May copper was unchanged at US$3.38 a pound after closing Monday at an eight-month low. The base metals sector moved down 1.57 per cent, adding up to an 18 per cent tumble over the past year, reflecting lower demand for copper, particularly from China, amid a slow global economic recovery. HudBay Minerals (TSX:HBM) declined 24 cents to C$9.40 and Teck Resources (TSX:TCK.B) lost 48 cents to $27.82.

Industrials also weakened during the afternoon and Canadian Pacific Railway (TSX:CP) lost $2.66 to $126.34.

Utilities climbed almost one per cent as Atlantic Power (TSX:ATP) gained 33 cents to $5.07.

The financial sector was also ahead almost one per cent as Manulife Financial (TSX:MFC) rose 32 cents to $15.06.

The energy sector gained 0.27 per cent as the May crude contract edged up 12 cents to US$97.19 a barrel. Suncor Energy (TSX:SU) rose 37 cents to C$31.20.

The recovery in the U.S. has been supporting markets in the face of trouble in the 17-country eurozone, where data released Tuesday showed that unemployment in the single-currency bloc hit a record high in January and February of 12 per cent, the highest since the currency was launched in 1999.

The tiny Mediterranean country of Cyprus has also recently deepened concerns about the future of the currency union.

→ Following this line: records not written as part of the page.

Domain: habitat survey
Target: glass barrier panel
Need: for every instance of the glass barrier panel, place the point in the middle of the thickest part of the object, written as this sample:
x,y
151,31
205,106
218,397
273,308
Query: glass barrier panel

In corporate news, TransCanada Corp. (TSX:TRP) shares gained 36 cents to $49.65 as it begins to seek firm commitments for new pipeline capacity to move oil from Western to Eastern Canada. The Energy East Pipeline project will involve 3,000 kilometres of existing natural gas pipeline, converted to carry crude, and 1,400 kilometres of new pipeline that could stretch as far as New Brunswick. TransCanada is seeking binding commitments for delivery points in Montreal, Quebec City and Saint John, N.B.

The TSX Venture Exchange lost 20.46 points to 1,069.1.